3

We use cookies. Read the Privacy and Cookie Policy

3

Итак, вчера я написал: «Я веду такой же дневник». (Хотя на самом деле это произошло сегодня, в полдень, просто потом я проспал часа четыре, проснулся вечером и до сих пор не могу понять, что «сегодня» все еще длится.) Лишь только эти слова появились на бумаге, я ощутил страшную усталость от бессонной ночи, от того, что восемь часов барабанил на машинке, и решил наконец сделать перерыв.

Я чувствовал себя разбитым и слабым. После вчерашнего ужина в самолете я почти ничего не ел, если не считать стакана молока и нескольких галет, съеденных сегодня утром. Я не говорю про кофе (мой кофейник дважды оказывался пустым, но не думаю, что так можно насытиться). И про шесть трубок крепкого табаку, а это куда больше, чем я выкуривал за день в те времена, когда слыл заядлым курильщиком. Наверное, мне хотелось расквитаться за три месяца полного воздержания.

Надо было как-то позаботиться об ужине, но в ту минуту голод заглушало совсем другое желание — скорее подняться в «келью» Виктора, броситься в постель, закрыть глаза и перестать думать. Я снова вышел в сад и убедился, что погода ужасная: туман и не собирался рассеиваться, дул холодный восточный ветер, необычный для этих мест, — ничего похожего на то, что обещала Адела, настаивая на моем отъезде: «Погода будет прекрасная, вот увидишь, чудесные солнечные деньки!» Плутовка! Она слишком хорошо меня знает — я чудовищно зависим от погоды, и в Женеве, когда тянется бесконечная вереница серых унылых дней, увядаю и чахну.

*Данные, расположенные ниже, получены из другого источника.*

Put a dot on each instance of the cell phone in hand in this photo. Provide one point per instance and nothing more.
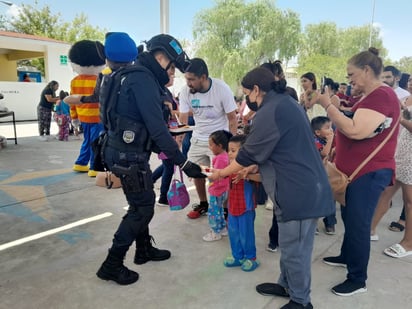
(322, 84)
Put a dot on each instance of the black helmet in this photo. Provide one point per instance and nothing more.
(172, 48)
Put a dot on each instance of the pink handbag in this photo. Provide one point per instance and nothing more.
(177, 196)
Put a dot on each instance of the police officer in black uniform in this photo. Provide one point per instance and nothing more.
(131, 110)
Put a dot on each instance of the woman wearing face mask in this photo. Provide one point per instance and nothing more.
(281, 144)
(308, 98)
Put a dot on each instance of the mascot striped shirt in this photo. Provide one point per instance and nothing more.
(87, 112)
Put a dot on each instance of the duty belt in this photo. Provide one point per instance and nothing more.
(122, 146)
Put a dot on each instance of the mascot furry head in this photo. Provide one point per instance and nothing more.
(85, 59)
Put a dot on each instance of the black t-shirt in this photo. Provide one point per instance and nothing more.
(43, 100)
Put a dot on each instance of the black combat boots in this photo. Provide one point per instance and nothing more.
(113, 269)
(146, 252)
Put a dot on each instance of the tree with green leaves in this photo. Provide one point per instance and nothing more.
(325, 48)
(42, 22)
(235, 36)
(404, 65)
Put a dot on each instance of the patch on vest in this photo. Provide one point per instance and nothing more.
(128, 137)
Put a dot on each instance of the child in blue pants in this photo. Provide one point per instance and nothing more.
(218, 143)
(241, 218)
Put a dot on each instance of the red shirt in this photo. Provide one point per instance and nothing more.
(241, 197)
(350, 153)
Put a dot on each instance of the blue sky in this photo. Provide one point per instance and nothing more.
(141, 18)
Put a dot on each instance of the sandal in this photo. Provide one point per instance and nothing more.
(396, 227)
(397, 251)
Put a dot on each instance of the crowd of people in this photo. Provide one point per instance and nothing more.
(267, 141)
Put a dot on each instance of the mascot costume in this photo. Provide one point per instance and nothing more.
(87, 63)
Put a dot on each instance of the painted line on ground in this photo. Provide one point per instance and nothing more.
(53, 231)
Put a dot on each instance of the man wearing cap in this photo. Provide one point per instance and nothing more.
(131, 111)
(214, 108)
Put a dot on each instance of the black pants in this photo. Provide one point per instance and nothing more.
(135, 224)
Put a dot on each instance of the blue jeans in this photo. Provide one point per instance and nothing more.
(91, 132)
(215, 212)
(188, 136)
(165, 170)
(362, 196)
(242, 235)
(261, 196)
(330, 220)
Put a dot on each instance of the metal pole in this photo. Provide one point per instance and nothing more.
(371, 27)
(164, 16)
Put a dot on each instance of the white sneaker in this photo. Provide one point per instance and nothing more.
(224, 232)
(374, 237)
(212, 236)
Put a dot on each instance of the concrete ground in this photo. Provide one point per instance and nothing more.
(56, 226)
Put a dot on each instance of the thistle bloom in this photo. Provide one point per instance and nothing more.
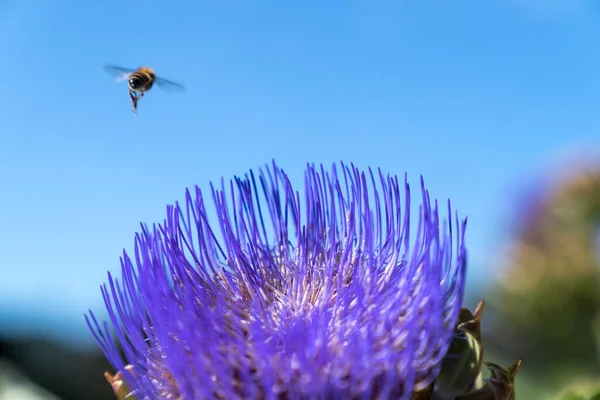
(320, 295)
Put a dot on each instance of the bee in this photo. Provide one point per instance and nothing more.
(139, 81)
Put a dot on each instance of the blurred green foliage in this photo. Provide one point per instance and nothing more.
(545, 307)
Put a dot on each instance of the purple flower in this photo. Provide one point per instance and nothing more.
(320, 295)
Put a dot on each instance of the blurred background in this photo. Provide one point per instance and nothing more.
(495, 103)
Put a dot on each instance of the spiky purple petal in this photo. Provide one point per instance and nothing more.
(329, 300)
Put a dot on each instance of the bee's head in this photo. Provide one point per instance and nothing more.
(135, 83)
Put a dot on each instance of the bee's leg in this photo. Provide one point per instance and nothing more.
(134, 99)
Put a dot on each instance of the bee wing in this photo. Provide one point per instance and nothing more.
(169, 86)
(120, 74)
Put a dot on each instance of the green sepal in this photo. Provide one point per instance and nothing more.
(461, 367)
(500, 386)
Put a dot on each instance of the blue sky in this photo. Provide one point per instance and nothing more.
(476, 96)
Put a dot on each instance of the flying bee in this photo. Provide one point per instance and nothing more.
(139, 81)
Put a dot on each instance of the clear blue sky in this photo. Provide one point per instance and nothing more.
(475, 95)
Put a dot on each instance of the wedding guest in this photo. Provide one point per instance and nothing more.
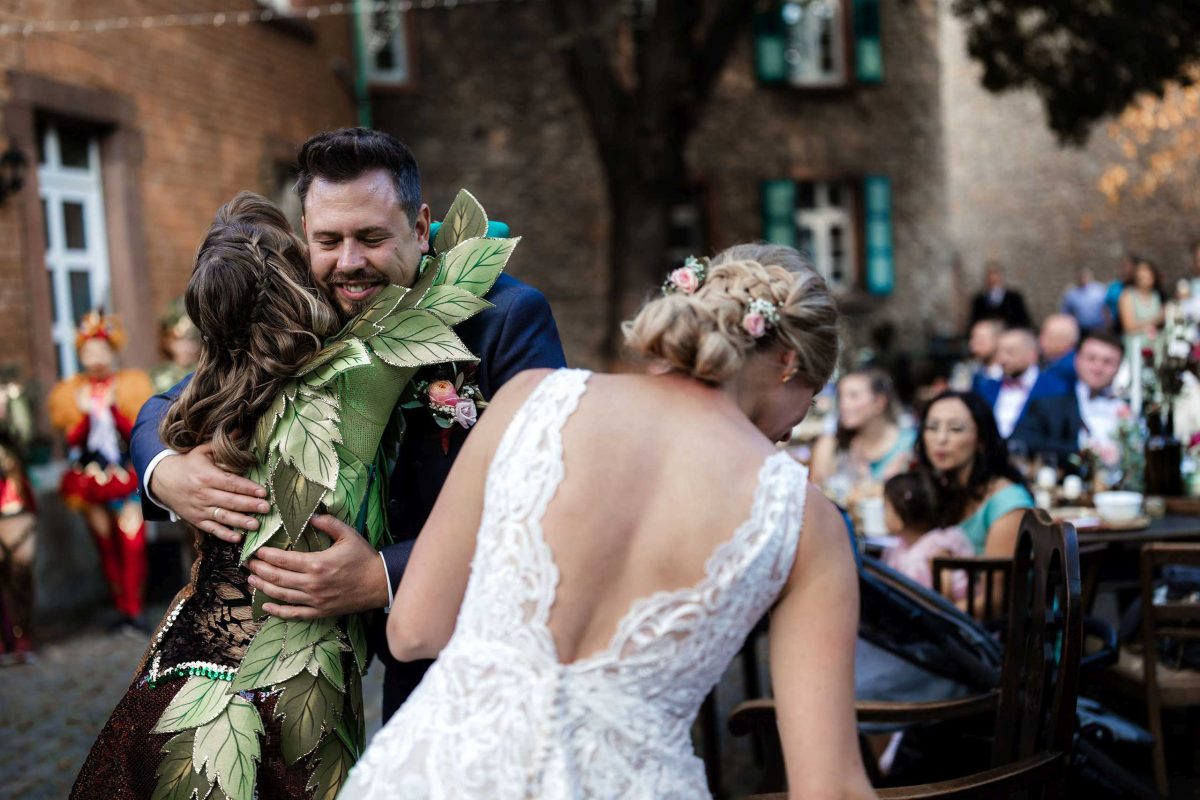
(978, 488)
(870, 445)
(996, 301)
(1089, 415)
(911, 515)
(1141, 305)
(1084, 300)
(1024, 380)
(1057, 341)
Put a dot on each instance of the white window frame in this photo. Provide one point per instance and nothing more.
(821, 221)
(808, 23)
(59, 185)
(373, 44)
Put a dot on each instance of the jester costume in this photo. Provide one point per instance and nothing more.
(95, 410)
(232, 703)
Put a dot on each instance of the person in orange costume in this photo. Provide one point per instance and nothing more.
(95, 410)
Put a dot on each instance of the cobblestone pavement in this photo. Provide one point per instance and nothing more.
(51, 711)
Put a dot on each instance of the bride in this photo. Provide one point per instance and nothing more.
(603, 547)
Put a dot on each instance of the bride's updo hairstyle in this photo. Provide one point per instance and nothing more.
(703, 334)
(261, 318)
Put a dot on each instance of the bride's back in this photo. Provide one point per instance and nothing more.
(642, 511)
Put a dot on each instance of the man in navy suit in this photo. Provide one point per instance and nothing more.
(366, 227)
(1023, 382)
(1087, 416)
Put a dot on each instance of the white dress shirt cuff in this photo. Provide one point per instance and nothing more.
(391, 596)
(145, 481)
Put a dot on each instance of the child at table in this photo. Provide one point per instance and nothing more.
(910, 513)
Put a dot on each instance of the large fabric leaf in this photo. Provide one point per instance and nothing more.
(175, 779)
(295, 497)
(229, 751)
(475, 264)
(197, 702)
(465, 220)
(415, 338)
(334, 763)
(453, 305)
(310, 705)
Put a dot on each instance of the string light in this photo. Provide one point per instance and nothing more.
(222, 18)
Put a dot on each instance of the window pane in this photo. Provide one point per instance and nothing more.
(81, 294)
(72, 222)
(73, 146)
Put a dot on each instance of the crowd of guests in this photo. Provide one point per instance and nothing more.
(948, 476)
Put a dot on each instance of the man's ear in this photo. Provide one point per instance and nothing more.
(421, 227)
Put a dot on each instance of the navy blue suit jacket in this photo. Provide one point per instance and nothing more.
(517, 334)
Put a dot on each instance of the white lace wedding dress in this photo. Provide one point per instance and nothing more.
(498, 716)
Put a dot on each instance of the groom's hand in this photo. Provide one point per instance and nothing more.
(214, 500)
(346, 578)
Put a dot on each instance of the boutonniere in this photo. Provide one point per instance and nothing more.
(453, 400)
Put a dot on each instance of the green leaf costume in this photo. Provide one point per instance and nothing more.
(324, 445)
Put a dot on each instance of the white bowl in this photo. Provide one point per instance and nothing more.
(1117, 506)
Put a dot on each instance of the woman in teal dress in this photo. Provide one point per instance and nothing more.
(979, 489)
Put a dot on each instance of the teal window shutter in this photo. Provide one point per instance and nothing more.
(771, 46)
(868, 42)
(779, 212)
(880, 262)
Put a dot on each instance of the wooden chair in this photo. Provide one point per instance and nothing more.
(988, 581)
(1038, 689)
(1161, 687)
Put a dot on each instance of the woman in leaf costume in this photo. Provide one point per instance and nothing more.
(228, 702)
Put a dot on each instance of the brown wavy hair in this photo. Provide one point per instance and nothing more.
(261, 318)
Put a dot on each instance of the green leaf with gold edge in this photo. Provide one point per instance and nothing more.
(328, 657)
(324, 356)
(174, 777)
(465, 220)
(366, 324)
(306, 632)
(453, 305)
(417, 338)
(309, 707)
(199, 701)
(269, 531)
(229, 751)
(355, 631)
(475, 264)
(354, 355)
(295, 497)
(307, 433)
(333, 767)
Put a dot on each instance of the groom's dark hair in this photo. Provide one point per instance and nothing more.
(343, 155)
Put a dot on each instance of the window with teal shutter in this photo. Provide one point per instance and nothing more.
(880, 263)
(771, 46)
(779, 212)
(868, 42)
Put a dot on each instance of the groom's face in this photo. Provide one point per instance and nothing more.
(360, 239)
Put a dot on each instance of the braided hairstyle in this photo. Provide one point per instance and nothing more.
(701, 334)
(261, 318)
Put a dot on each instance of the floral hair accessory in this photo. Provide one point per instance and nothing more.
(761, 316)
(688, 277)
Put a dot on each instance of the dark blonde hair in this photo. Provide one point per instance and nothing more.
(701, 334)
(261, 318)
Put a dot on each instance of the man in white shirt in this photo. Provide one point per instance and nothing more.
(1089, 415)
(1018, 356)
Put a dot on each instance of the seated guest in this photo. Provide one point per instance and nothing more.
(910, 511)
(1087, 416)
(1084, 300)
(1059, 338)
(869, 445)
(1018, 355)
(978, 488)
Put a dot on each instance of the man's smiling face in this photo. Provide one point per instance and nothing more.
(360, 239)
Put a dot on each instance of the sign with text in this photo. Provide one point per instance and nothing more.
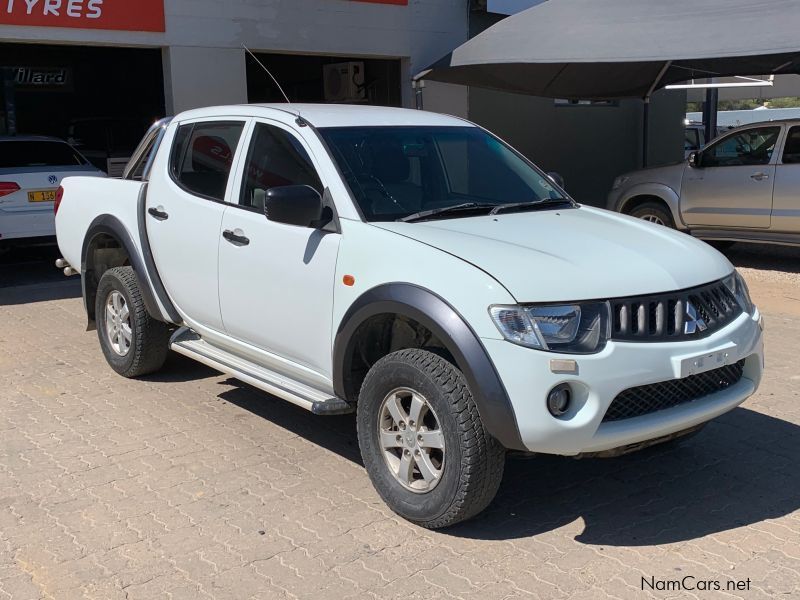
(121, 15)
(400, 2)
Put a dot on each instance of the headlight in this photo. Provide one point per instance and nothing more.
(737, 286)
(619, 182)
(569, 328)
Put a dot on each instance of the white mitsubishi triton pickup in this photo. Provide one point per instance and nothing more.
(416, 270)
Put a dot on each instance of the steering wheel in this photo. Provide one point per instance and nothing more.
(369, 181)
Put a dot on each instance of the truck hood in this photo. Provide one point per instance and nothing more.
(573, 254)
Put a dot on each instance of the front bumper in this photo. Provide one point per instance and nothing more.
(600, 377)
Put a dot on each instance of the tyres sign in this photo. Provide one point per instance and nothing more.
(124, 15)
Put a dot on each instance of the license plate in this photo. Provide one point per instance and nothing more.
(709, 361)
(42, 196)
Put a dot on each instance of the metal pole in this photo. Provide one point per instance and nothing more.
(710, 108)
(418, 87)
(645, 131)
(7, 79)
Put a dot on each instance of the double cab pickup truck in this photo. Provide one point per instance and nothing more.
(414, 269)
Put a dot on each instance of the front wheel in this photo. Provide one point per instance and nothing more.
(422, 441)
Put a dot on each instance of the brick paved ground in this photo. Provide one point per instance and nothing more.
(191, 485)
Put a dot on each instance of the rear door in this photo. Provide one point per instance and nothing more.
(184, 209)
(733, 186)
(786, 197)
(30, 172)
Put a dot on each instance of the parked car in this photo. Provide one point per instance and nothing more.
(108, 142)
(742, 187)
(31, 169)
(414, 269)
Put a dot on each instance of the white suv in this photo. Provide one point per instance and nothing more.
(414, 269)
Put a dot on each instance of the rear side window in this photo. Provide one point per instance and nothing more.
(26, 154)
(202, 157)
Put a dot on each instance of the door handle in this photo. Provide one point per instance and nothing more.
(158, 213)
(234, 238)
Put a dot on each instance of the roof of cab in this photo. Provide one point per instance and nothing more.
(331, 115)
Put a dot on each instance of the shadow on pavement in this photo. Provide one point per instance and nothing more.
(741, 469)
(768, 257)
(28, 274)
(335, 433)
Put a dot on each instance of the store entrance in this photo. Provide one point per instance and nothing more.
(334, 79)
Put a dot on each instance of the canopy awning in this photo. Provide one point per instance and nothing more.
(607, 49)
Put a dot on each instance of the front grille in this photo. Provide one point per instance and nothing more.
(689, 314)
(647, 399)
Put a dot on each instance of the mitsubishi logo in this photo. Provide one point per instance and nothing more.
(694, 322)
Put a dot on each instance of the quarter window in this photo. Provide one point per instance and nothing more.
(749, 147)
(275, 159)
(202, 156)
(791, 152)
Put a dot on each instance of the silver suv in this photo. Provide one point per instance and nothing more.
(743, 187)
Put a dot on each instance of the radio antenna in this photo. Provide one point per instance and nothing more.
(260, 64)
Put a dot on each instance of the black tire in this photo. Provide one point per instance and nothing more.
(654, 210)
(474, 461)
(149, 343)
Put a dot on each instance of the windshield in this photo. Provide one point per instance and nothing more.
(395, 172)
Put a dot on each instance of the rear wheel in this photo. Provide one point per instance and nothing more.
(133, 342)
(423, 442)
(654, 212)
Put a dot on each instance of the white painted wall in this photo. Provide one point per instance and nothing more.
(204, 63)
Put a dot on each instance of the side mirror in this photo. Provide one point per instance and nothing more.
(556, 178)
(299, 205)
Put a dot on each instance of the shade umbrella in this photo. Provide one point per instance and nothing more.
(609, 49)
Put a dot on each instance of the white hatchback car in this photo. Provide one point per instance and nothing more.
(31, 169)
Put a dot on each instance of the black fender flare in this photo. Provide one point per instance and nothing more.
(110, 225)
(435, 313)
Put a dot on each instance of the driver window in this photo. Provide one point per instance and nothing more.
(749, 147)
(276, 158)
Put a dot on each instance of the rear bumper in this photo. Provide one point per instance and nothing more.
(601, 377)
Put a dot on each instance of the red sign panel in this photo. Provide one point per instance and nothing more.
(124, 15)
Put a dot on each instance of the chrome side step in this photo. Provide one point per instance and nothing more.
(187, 342)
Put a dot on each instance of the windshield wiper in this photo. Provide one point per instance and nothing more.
(425, 214)
(534, 205)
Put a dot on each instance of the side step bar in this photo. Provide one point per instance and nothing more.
(187, 342)
(756, 237)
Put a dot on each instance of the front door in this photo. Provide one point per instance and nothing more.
(185, 204)
(786, 203)
(733, 185)
(276, 281)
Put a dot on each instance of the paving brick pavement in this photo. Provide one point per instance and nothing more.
(191, 485)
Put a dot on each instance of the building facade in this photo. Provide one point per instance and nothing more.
(87, 59)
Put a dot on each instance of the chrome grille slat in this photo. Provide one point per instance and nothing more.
(663, 317)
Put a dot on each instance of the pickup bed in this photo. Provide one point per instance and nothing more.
(414, 269)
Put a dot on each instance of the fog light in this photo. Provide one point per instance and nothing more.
(558, 400)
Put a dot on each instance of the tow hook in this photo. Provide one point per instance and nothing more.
(68, 270)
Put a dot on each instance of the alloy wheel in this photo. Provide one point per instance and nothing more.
(412, 440)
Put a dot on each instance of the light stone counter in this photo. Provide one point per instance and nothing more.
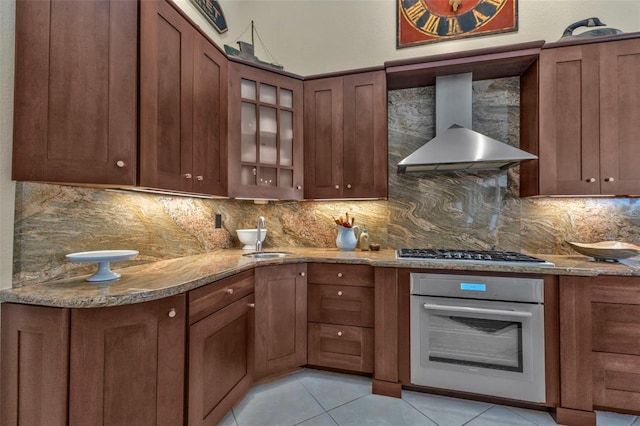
(166, 278)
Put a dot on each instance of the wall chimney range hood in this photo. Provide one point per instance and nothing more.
(456, 147)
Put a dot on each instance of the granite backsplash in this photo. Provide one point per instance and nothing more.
(455, 210)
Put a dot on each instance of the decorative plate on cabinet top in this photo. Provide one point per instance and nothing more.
(606, 250)
(102, 258)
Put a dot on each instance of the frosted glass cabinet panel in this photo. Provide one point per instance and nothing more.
(265, 134)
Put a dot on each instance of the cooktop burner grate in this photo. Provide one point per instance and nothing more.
(472, 256)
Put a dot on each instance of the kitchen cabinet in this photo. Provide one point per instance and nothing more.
(588, 111)
(600, 353)
(221, 341)
(126, 364)
(183, 99)
(345, 124)
(281, 318)
(265, 134)
(75, 104)
(341, 316)
(35, 365)
(115, 365)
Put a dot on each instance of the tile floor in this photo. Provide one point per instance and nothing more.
(318, 398)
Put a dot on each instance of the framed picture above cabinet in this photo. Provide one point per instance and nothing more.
(427, 21)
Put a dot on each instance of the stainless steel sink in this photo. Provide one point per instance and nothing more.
(267, 254)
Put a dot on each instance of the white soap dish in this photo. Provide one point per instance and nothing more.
(103, 259)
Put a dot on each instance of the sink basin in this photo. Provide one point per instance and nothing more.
(267, 254)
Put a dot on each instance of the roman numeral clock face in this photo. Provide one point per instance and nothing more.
(427, 21)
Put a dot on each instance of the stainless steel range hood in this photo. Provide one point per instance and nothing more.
(456, 147)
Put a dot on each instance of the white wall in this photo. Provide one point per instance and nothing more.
(7, 187)
(318, 36)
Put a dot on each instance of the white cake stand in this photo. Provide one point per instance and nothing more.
(103, 259)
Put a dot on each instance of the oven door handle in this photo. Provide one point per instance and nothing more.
(470, 310)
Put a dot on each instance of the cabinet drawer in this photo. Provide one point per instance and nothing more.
(336, 304)
(356, 275)
(616, 381)
(616, 328)
(215, 296)
(342, 347)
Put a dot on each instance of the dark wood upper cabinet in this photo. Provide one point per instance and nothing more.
(265, 134)
(75, 107)
(183, 97)
(346, 136)
(586, 98)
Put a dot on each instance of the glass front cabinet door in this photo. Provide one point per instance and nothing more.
(265, 134)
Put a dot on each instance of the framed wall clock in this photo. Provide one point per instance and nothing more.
(427, 21)
(212, 10)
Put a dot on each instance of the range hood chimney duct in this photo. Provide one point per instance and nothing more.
(456, 147)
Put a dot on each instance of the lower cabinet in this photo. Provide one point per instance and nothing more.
(281, 318)
(126, 364)
(599, 346)
(341, 316)
(35, 365)
(221, 335)
(120, 365)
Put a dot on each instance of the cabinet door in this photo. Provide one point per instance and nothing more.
(76, 92)
(620, 117)
(265, 134)
(365, 135)
(220, 361)
(127, 364)
(166, 97)
(209, 118)
(569, 121)
(323, 145)
(281, 318)
(35, 365)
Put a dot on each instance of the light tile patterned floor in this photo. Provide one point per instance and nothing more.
(319, 398)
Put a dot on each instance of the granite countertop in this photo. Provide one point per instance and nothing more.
(169, 277)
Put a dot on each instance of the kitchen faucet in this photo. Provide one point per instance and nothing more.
(262, 223)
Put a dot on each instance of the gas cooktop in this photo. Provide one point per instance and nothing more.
(484, 257)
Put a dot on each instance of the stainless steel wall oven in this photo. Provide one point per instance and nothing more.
(479, 334)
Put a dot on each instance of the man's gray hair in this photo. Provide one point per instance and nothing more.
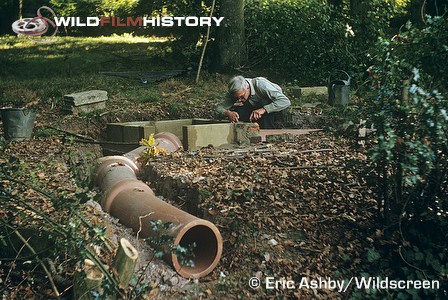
(236, 84)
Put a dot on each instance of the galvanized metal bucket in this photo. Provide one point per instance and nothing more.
(339, 90)
(18, 123)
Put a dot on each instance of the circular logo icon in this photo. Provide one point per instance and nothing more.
(36, 26)
(254, 282)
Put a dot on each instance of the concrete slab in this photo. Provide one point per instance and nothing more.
(173, 126)
(86, 97)
(198, 136)
(316, 90)
(284, 132)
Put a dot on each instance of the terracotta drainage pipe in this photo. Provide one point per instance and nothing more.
(135, 205)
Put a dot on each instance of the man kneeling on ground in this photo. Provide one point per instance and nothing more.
(254, 100)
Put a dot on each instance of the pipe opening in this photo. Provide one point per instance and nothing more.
(205, 252)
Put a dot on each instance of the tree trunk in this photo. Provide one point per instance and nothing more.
(230, 51)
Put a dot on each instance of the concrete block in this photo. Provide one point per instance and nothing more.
(314, 90)
(135, 131)
(86, 97)
(84, 102)
(114, 132)
(284, 134)
(76, 110)
(207, 121)
(197, 136)
(293, 91)
(246, 133)
(173, 126)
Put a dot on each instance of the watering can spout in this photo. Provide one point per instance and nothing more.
(339, 90)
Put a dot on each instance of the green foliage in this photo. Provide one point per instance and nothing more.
(163, 242)
(408, 108)
(309, 39)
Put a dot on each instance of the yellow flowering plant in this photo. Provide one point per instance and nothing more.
(152, 148)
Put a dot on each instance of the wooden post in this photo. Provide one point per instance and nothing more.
(125, 262)
(88, 280)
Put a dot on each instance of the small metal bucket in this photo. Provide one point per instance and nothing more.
(18, 123)
(339, 90)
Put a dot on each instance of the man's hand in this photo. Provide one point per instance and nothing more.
(256, 114)
(233, 116)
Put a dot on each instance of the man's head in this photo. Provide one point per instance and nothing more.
(239, 89)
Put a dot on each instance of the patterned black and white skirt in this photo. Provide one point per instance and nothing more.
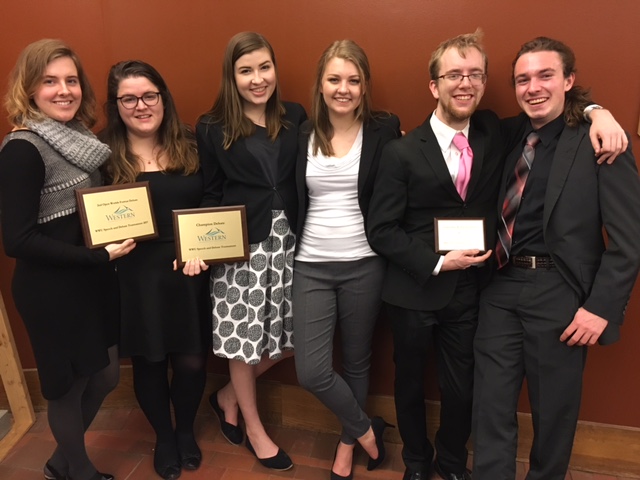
(252, 300)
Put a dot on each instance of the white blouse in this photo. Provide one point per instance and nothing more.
(334, 226)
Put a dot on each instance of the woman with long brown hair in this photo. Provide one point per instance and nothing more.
(247, 144)
(165, 315)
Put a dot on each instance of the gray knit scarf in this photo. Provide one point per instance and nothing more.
(71, 154)
(75, 142)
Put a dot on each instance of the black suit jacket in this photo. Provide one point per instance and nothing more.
(235, 177)
(582, 198)
(413, 186)
(375, 135)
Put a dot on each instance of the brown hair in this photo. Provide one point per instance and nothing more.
(322, 128)
(462, 43)
(577, 98)
(227, 108)
(175, 140)
(27, 75)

По правде говоря, на улице было не так уж холодно, но усталость все больше одолевала меня, хотелось скорее укрыться от прохладного ветра.

Я поспешил обратно в дом — ведь голод и недосып в такую погоду могут обернуться простудой! — и решил порыться в кладовой, чтобы найти съестное. Еще раньше я обдумал, как буду добывать пищу (правда, теперь эти идеи меня совершенно не привлекали): во-первых, можно пойти в гараж и посмотреть, заводится ли старый автомобиль, который сыновья купили в прошлом году, чтобы не ездить в поселок на пикапе; если машина заведется — а Виктор клялся и божился, что так оно и будет, ведь два месяца назад он оставил ее «в полном порядке», — передо мной открывались три возможности: поехать ужинать в Кан-Фарро, ночной воскресный ресторанчик, спуститься в поселок и купить что-нибудь в лавке Жауме или позвонить туда по телефону и попросить, чтобы мне доставили провизию домой.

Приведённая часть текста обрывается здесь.